Re: [Pulp-list] Importer Sync APIs

On 11/22/2011 10:08 AM, Jason L Connor wrote:
Hey Jay,

Nice write-up. I'm not the best person to speak to the necessary steps
to synchronize a repository, but I'll add what comments I can.

It's probably important to note that the steps, 1-6, are actually calls
by pulp into the plugin via a pre-defined api that the plugin will have
to implement. It'd be interesting to show what those calls look like.

Actually, that's not the case at all. That entire write up was only about the importer's sync_repo method. In steps 1-6, the things labeled "Conduit Calls" are the calls back into Pulp. But that whole process took place during the importer's sync_repo implementation.

I'm not sure this comment matters, but I was thinking that steps 1 and 2
(query external feed and current state of repository) are ordered
arbitrarily. (OCD made me point this out, don't think it's useful)

In step 2, current state of the repository, the get_unit_keys_for_repo
could be simply get_units_for_repo, and include more information. Along
with the "unit key" we could return the unit_id (solving the unassociate
problem), the stored metadata, and the file path. All this information
may be useful to the plugin writer for determining whether or not a
content unit needs to be updated, unassociated, or ignored.

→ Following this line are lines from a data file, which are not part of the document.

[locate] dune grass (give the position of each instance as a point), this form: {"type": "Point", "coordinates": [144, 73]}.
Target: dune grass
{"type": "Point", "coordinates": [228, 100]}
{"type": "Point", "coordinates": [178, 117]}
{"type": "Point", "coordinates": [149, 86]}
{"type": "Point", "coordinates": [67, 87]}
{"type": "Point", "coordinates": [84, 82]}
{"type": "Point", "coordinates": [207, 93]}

See my first reply to Nick, I'm with you guys on changing this.

In step 4, add or update units, I fully agree that add or update should
be combined with associate in the conduit call. It seems unnecessary to
me that they are separate. Since add/update is one idempotent call, I
don't think that batching this operation always buy you anything. Mongo
allows multi updates, but not multi adds. Though a batch operation would
be pretty cool from an "ease of use" perspective.

You should probably note that unit_id is the return of
add_or_update_content_unit under it's description instead of under
associate_content_unit's description.

In step 5, unassociate removed units, I think pulp should provide some
standard metadata on repositories, perhaps a "_pulp_uploaded" field that
lists the unit_ids that were manually uploaded into the repository by
pulp. The plugin then can makes use or not make use of this information
as they see fit. This could also be a flag on the content unit meta data
returned by my proposed get_units_for_repo call.

One thing that seems to be missing is a sync_progress conduit call. We
make heavy use of progress information today and the plugins will need
an api that will allow them to intermittently pass pulp progress

I meant to mention that too. Ugh. The conduit has a call set_progress that's gonna be peppered all over the importer's sync_repo method to update Pulp on the status as it progresses. That's not implemented now since I'm trying to hold off on using the existing tasking stuff in favor of the new coordinator hotness coming soon.